3  PCA Algorithm: Step-by-Step Guide

Author

Your Name

Published

September 22, 2024

4 PCA Algorithm: Step-by-Step Guide

In this chapter, we will cover how Principal Component Analysis (PCA) is applied step by step. By the end of this chapter, you’ll understand the entire PCA process, from data preprocessing to projecting the data onto its principal components. We will also cover important considerations when implementing PCA, such as standardizing the data and selecting the number of components.

4.1 Data Preprocessing

Before applying PCA, the data needs to be preprocessed to ensure that the PCA results are meaningful and interpretable. PCA is sensitive to the scale of the input data because it is based on the covariance matrix. Here are the essential preprocessing steps:

4.1.1 Centering the Data

The first step in PCA is to center the data by subtracting the mean of each feature. This ensures that each feature has a mean of zero, which is necessary for computing the covariance matrix.

Let \(\mathbf{X} \in \mathbb{R}^{n \times p}\) be the data matrix, where \(n\) is the number of observations (rows) and \(p\) is the number of features (columns). To center the data, we subtract the mean of each column from the corresponding values:

\[ \mathbf{X}_c = \mathbf{X} - \frac{1}{n} \mathbf{1} \mathbf{X} \]

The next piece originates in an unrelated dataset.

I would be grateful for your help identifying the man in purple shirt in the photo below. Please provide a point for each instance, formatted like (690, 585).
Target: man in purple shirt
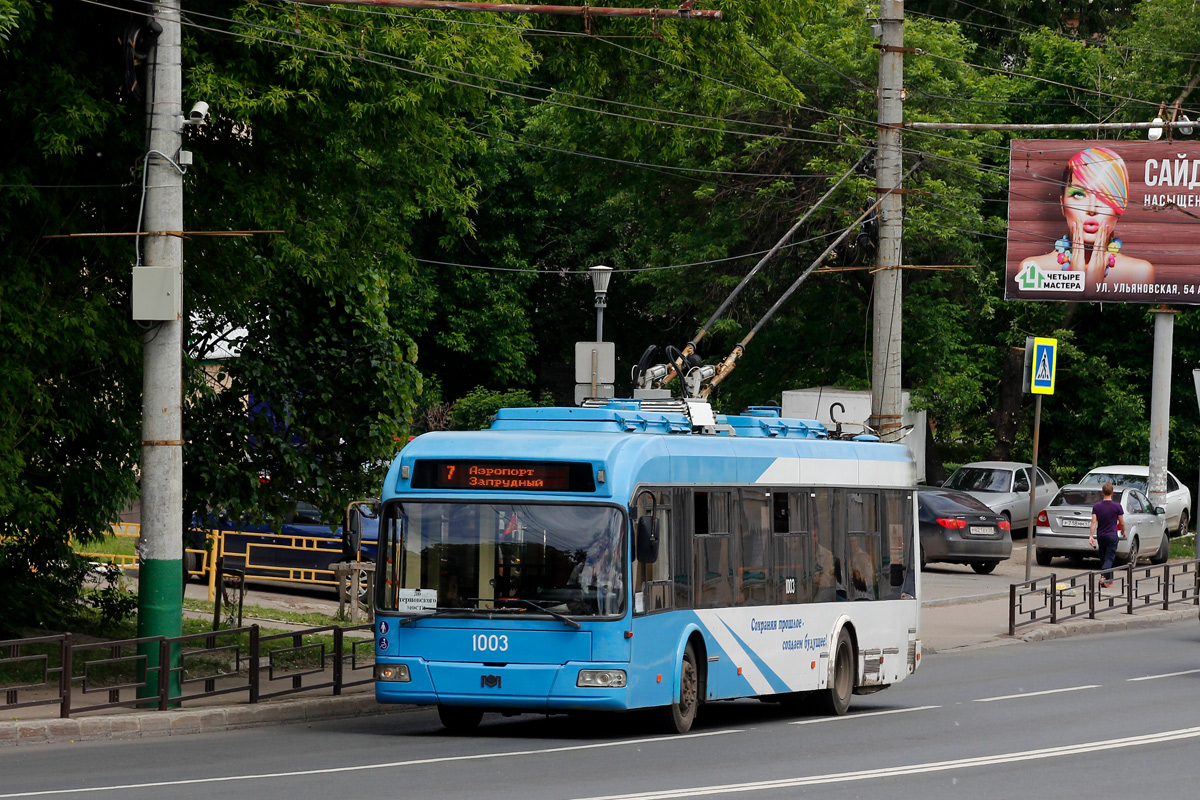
(1108, 525)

where: - \(\mathbf{1}\) is a column vector of ones of length \(n\). - \(\mathbf{X}_c\) is the centered data matrix, where each column has a mean of zero.

4.1.2 Scaling the Data (Standardization)

If the features in your dataset have different units or scales (e.g., height in meters and weight in kilograms), it’s important to standardize the data so that all features contribute equally to the PCA results.

Standardization transforms each feature to have zero mean and unit variance:

\[ \mathbf{X}_s = \frac{\mathbf{X} - \mu}{\sigma} \]

where: - \(\mu\) is the mean of each feature (column-wise). - \(\sigma\) is the standard deviation of each feature.

This ensures that each feature has mean zero and variance one.

Standardization is crucial when features have different units or ranges because PCA maximizes variance, so features with larger scales can dominate the analysis if not standardized.

4.2 Step-by-Step Procedure of PCA

Once the data has been properly preprocessed, we can proceed with applying PCA. Here is the step-by-step process:

4.2.1 Step 1: Compute the Covariance Matrix \(S^2\)

After centering and, if necessary, scaling the data, the next step is to compute the covariance matrix \(S^2\). This matrix summarizes the pairwise relationships between the features (dimensions) of the data.

Given a centered data matrix \(\mathbf{X}_c \in \mathbb{R}^{n \times p}\), the covariance matrix \(S^2 \in \mathbb{R}^{p \times p}\) is computed as:

\[ S^2 = \frac{1}{n-1} \mathbf{X}_c^\top \mathbf{X}_c \]

The covariance matrix \(S^2\) provides information about how the features (columns) of the data are correlated with each other. Each element \(S^2_{ij}\) represents the covariance between feature \(i\) and feature \(j\).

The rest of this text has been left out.